Sometimes the Guilford County commissioners get treated like VIPs, but recently some of them have clearly felt like second-class citizens when it comes to a major new school facilities study.

Several commissioners said that, even though Guilford County paid for half of the study from Tallahassee-based MGT Consulting Group, the county commissioners haven’t been granted the same access to the results as school officials.

The county commissioners have discussed the study twice this month – at a Thursday, Oct. 4 work session and, with some school board members and school staff, at an early morning joint committee meeting on Thursday, Oct. 11.

The new study, which is still in draft form, is an extremely important one. It will help determine things like which schools get more funding for repairs, whether a school takes more or fewer students and how much money the schools ask voters for in a future school bond referendum.

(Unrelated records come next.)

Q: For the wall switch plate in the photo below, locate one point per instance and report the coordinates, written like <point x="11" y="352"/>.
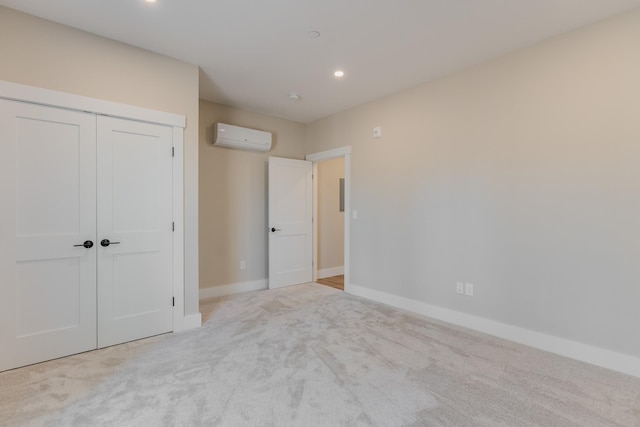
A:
<point x="468" y="289"/>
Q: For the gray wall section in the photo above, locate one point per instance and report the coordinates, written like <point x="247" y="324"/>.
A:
<point x="521" y="176"/>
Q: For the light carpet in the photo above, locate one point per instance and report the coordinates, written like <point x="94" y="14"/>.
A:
<point x="310" y="355"/>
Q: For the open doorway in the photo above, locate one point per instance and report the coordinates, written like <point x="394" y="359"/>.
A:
<point x="330" y="223"/>
<point x="331" y="205"/>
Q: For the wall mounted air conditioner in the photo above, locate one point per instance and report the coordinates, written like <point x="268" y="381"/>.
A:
<point x="242" y="138"/>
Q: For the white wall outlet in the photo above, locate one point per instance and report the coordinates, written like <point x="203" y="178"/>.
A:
<point x="468" y="289"/>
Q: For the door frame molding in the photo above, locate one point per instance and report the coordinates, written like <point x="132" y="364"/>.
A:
<point x="336" y="153"/>
<point x="47" y="97"/>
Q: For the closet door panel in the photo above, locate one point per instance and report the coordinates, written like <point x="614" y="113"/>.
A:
<point x="135" y="215"/>
<point x="48" y="193"/>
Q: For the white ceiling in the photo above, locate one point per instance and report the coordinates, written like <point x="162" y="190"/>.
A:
<point x="253" y="53"/>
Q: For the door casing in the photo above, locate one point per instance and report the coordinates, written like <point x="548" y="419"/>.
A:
<point x="336" y="153"/>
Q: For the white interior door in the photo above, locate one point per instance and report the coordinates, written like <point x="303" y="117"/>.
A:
<point x="47" y="209"/>
<point x="134" y="238"/>
<point x="290" y="222"/>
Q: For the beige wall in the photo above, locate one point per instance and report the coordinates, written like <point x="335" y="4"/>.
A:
<point x="521" y="176"/>
<point x="44" y="54"/>
<point x="233" y="191"/>
<point x="330" y="219"/>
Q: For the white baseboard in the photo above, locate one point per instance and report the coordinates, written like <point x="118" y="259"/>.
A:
<point x="330" y="272"/>
<point x="594" y="355"/>
<point x="234" y="288"/>
<point x="191" y="321"/>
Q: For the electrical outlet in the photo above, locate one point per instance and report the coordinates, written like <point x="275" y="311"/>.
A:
<point x="468" y="289"/>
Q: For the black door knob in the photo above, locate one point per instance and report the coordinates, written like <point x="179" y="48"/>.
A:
<point x="87" y="244"/>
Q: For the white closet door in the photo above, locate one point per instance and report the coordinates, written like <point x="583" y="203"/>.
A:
<point x="48" y="207"/>
<point x="135" y="216"/>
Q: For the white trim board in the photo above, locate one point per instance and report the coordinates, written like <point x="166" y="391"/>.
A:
<point x="585" y="353"/>
<point x="234" y="288"/>
<point x="330" y="272"/>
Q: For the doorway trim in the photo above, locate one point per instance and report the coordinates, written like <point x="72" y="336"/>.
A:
<point x="336" y="153"/>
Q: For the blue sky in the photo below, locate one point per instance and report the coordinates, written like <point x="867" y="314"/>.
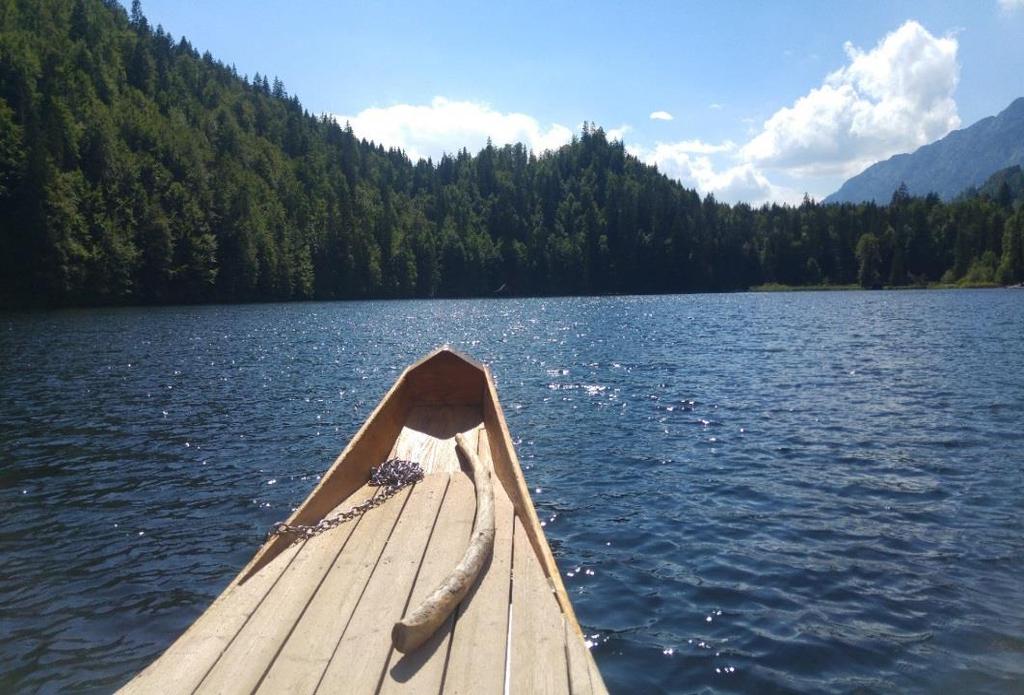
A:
<point x="767" y="100"/>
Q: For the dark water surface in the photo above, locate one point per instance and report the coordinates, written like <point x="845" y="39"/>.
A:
<point x="744" y="492"/>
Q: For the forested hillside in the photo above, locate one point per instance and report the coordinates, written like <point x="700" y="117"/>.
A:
<point x="135" y="170"/>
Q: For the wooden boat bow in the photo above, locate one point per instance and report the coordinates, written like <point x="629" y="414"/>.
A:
<point x="317" y="614"/>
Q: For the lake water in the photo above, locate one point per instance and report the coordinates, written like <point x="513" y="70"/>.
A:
<point x="745" y="492"/>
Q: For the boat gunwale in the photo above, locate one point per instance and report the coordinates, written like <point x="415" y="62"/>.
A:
<point x="507" y="469"/>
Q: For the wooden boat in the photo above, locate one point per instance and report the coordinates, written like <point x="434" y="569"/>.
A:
<point x="316" y="614"/>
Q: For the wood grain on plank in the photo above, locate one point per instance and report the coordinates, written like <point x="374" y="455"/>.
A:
<point x="250" y="653"/>
<point x="305" y="655"/>
<point x="476" y="659"/>
<point x="185" y="662"/>
<point x="538" y="637"/>
<point x="360" y="655"/>
<point x="423" y="668"/>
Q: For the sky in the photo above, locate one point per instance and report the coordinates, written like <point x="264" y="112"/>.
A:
<point x="749" y="101"/>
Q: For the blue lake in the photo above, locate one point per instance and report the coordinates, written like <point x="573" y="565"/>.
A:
<point x="751" y="492"/>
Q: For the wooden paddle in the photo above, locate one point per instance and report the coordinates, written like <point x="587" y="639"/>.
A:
<point x="417" y="627"/>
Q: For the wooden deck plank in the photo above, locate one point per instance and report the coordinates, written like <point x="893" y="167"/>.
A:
<point x="476" y="659"/>
<point x="360" y="655"/>
<point x="423" y="669"/>
<point x="305" y="655"/>
<point x="184" y="663"/>
<point x="537" y="662"/>
<point x="250" y="653"/>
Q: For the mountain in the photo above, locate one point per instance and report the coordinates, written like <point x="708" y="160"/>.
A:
<point x="136" y="170"/>
<point x="947" y="167"/>
<point x="1005" y="186"/>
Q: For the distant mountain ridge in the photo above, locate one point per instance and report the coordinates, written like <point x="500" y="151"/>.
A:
<point x="963" y="159"/>
<point x="1005" y="186"/>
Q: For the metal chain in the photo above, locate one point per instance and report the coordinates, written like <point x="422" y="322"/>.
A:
<point x="390" y="476"/>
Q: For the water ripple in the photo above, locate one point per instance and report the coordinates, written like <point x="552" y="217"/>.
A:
<point x="744" y="492"/>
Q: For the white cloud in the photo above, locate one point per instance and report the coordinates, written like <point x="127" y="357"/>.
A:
<point x="617" y="133"/>
<point x="689" y="162"/>
<point x="890" y="99"/>
<point x="445" y="126"/>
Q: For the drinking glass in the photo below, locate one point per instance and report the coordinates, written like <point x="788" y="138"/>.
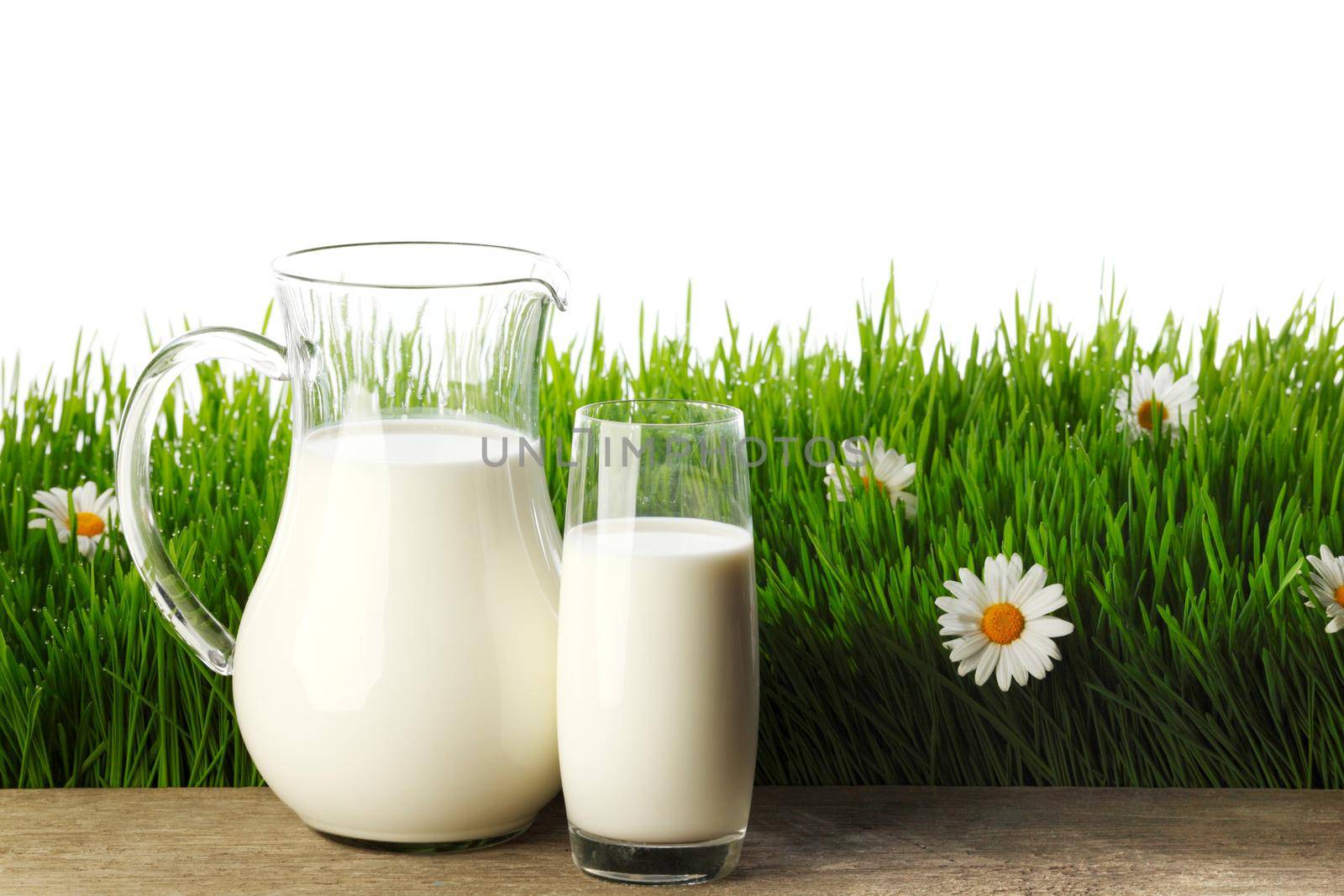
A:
<point x="658" y="683"/>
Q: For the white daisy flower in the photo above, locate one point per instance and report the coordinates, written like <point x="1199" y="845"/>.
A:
<point x="1159" y="401"/>
<point x="877" y="466"/>
<point x="93" y="513"/>
<point x="1003" y="624"/>
<point x="1328" y="587"/>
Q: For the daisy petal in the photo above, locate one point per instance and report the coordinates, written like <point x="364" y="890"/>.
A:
<point x="1050" y="626"/>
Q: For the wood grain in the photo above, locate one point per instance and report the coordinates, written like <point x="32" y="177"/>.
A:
<point x="806" y="840"/>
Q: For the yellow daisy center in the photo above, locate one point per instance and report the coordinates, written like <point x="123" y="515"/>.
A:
<point x="89" y="524"/>
<point x="1151" y="409"/>
<point x="1003" y="622"/>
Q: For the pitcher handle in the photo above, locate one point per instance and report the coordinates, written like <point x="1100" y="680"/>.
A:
<point x="194" y="622"/>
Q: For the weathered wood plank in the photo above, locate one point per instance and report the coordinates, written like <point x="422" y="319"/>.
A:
<point x="831" y="840"/>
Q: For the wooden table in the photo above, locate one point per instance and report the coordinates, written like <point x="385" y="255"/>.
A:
<point x="813" y="840"/>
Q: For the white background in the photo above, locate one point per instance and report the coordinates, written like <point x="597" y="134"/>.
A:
<point x="154" y="159"/>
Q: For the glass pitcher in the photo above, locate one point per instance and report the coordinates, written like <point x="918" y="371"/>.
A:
<point x="394" y="671"/>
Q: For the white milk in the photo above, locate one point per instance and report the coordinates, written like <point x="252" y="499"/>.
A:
<point x="658" y="689"/>
<point x="396" y="667"/>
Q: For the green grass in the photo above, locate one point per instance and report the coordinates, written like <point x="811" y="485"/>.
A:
<point x="1194" y="661"/>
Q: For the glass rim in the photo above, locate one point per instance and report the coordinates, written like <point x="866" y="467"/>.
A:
<point x="725" y="412"/>
<point x="277" y="266"/>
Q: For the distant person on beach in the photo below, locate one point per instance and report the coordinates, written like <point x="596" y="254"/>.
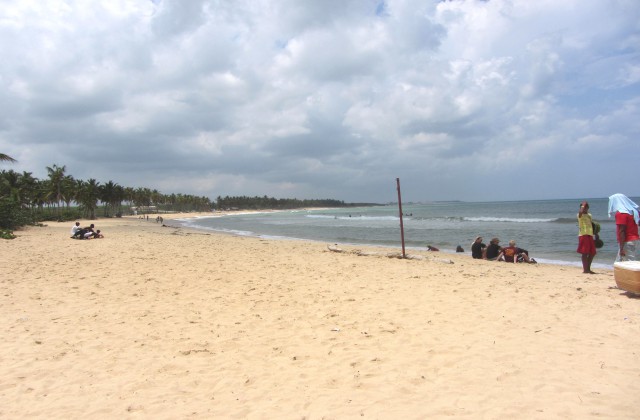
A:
<point x="586" y="242"/>
<point x="627" y="218"/>
<point x="513" y="254"/>
<point x="81" y="233"/>
<point x="75" y="228"/>
<point x="478" y="249"/>
<point x="493" y="250"/>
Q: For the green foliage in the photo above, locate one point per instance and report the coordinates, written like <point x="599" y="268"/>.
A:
<point x="12" y="215"/>
<point x="262" y="203"/>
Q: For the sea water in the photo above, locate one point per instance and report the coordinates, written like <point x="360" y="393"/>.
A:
<point x="548" y="229"/>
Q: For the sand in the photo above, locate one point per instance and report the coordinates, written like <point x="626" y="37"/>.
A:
<point x="167" y="323"/>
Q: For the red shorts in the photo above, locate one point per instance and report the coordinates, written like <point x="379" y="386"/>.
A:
<point x="586" y="245"/>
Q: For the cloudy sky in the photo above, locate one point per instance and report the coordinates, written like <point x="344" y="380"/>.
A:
<point x="462" y="99"/>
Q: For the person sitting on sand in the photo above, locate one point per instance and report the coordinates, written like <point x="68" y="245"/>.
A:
<point x="478" y="249"/>
<point x="514" y="254"/>
<point x="75" y="228"/>
<point x="81" y="233"/>
<point x="493" y="250"/>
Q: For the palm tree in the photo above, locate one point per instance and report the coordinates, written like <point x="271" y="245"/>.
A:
<point x="6" y="158"/>
<point x="56" y="180"/>
<point x="89" y="194"/>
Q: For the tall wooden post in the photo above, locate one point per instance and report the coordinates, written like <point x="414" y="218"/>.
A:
<point x="401" y="224"/>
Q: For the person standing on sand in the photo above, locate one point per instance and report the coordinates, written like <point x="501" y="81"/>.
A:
<point x="478" y="249"/>
<point x="586" y="243"/>
<point x="627" y="218"/>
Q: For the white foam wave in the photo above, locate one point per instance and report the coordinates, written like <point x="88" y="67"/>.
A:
<point x="508" y="220"/>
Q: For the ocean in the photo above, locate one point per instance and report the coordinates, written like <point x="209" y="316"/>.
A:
<point x="548" y="229"/>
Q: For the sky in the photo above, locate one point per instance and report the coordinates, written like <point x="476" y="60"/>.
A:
<point x="473" y="100"/>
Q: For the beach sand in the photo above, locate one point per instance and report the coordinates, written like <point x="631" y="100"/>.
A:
<point x="170" y="323"/>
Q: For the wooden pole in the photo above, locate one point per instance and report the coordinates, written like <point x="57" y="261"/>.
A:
<point x="401" y="224"/>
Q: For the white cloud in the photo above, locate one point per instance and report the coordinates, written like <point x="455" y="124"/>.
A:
<point x="325" y="98"/>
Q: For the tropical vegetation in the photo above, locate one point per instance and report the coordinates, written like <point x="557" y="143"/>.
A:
<point x="26" y="200"/>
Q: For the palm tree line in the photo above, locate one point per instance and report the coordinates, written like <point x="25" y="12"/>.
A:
<point x="62" y="197"/>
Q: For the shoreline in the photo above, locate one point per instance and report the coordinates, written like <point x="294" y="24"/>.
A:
<point x="171" y="322"/>
<point x="183" y="222"/>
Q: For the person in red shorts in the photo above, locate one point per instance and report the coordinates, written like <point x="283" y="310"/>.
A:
<point x="586" y="243"/>
<point x="627" y="218"/>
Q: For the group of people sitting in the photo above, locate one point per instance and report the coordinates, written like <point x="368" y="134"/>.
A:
<point x="88" y="232"/>
<point x="494" y="252"/>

At the Oct. 11 joint committee meeting, the school board and county commissioners were given a lot of information and the commissioners saw a draft of study results, but they were expecting the information over a month earlier – and several commissioners said school system officials had access to it before the commissioners did.

“It’s been a hot button topic for the last few weeks,” Chairman of the Guilford County Board of Commissioners Alan Branson said. “We were supposed to hear something back earlier.”

Commissioner Hank Henning and some other commissioners have stated concerns that the school board and school staff might try to “spin” the results, so the commissioners wanted access to everything school officials had. At the Oct. 4 work session, Henning expressed his concerns in no uncertain terms.

“I’ve had citizens ask me about that and, if I understand, the school system has access to the study – I guess on their server; they don’t have a hard copy because it’s so big. I’m a little bit amazed to understand that we don’t have access to it. We’re 50 percent in on this thing.”

Henning asked county staff to get the commissioners the credentials needed to give them the same access as school officials. He said he didn’t want to propose “a conspiracy theory,” but he added: “It almost feels like we we’re waiting on them to go through it to prepare it to present to us. I think we need to have equal access to it. There are commissioners on this board who want to go look at it.”

The study provides in-depth information about the school’s infrastructure and capital assets including building utilization rates and the needs of every school.   The commissioners are extremely interested in the results because they know that information will be used as the basis for a coming request from the school system for hundreds of millions of dollars in county funds for school system repair and construction. The school system has now spent the more than half a billion dollars in bond fund money approved by county voters in 2008, and now they want more. But before any new school bond referendum is put on the ballot, the commissioners must approve the referendum and the amount.

At that Oct. 4 work session, Guilford County Attorney Mark Payne told Henning that it was his understanding that there was no final document at that time. Payne said it would be made clear to the school system attorney that commissioners should get a copy as soon as the study is in final form.

“Let me be more blunt,” Henning responded to Payne. “Here’s the problem. The school staff is going though it and trying to prepare it, but we need the raw data. I’m not interested in having the school staff – no disrespect to them – go through it and prepare it. I’m being even more blunt: I’m not concerned with whatever their staff is doing to prepare this. If they have access to the raw data, we need access. So I completely disagree with what you are saying.”

For years, the commissioners have had questions about the way the school board conducts its business – they have asked questions such as why some schools are overcrowded while other schools just down the road are nowhere near capacity.

Henning said at the work session that school officials would not stand idly by if the county got the results first and school officials were left out of the loop.

“They wouldn’t tolerate that for a second and I wouldn’t blame them,” Henning said.

Commissioner Kay Cashion said at the work session that she “couldn’t agree more” with Henning. She said the county commissioners have citizens asking them questions about this and they needed to be provided the same information as school officials.

After that Oct. 4 discussion, the commissioners did finally get to see a “rough draft” of the findings – on Thursday morning, Oct. 11 when the joint committee met in the Blue Room of the Old Guilford County Court House.

Commissioner Jeff Philips said after that meeting that he felt the lines of communication between the county and the school system were now opening up well.

“I feel like we’re generally on the right track,” he said. “We’re trying to get together and get feedback from the study and not let politics and pet projects get in the way.”

Phillips said he will be very interested in the amount of money school officials ask for in the upcoming school bond.

There have been hints in recent years that school officials could ask for over a billion dollars. The schools might want that much but the current Republican majority Board of Commissioners is concerned about the tax rate. The board has provided the schools with increases in funding every year since the Republicans took control six years ago, but a gigantic new school bond might be a hard pill for them to swallow since they are so anti-tax increase.

Phillips said this week, “My position is the same as it has been since I first got here – I will do everything in my power to avoid a tax increase.”

The Republican-led board has done that successfully since winning the majority of the board in 2012 – in fact, they have consistently brought taxes down – but, now, with the cost of many key county projects coming in millions more than anticipated and the school system on the verge of asking for hundreds of millions more, that no-tax-increase effort is becoming more of a challenge each year.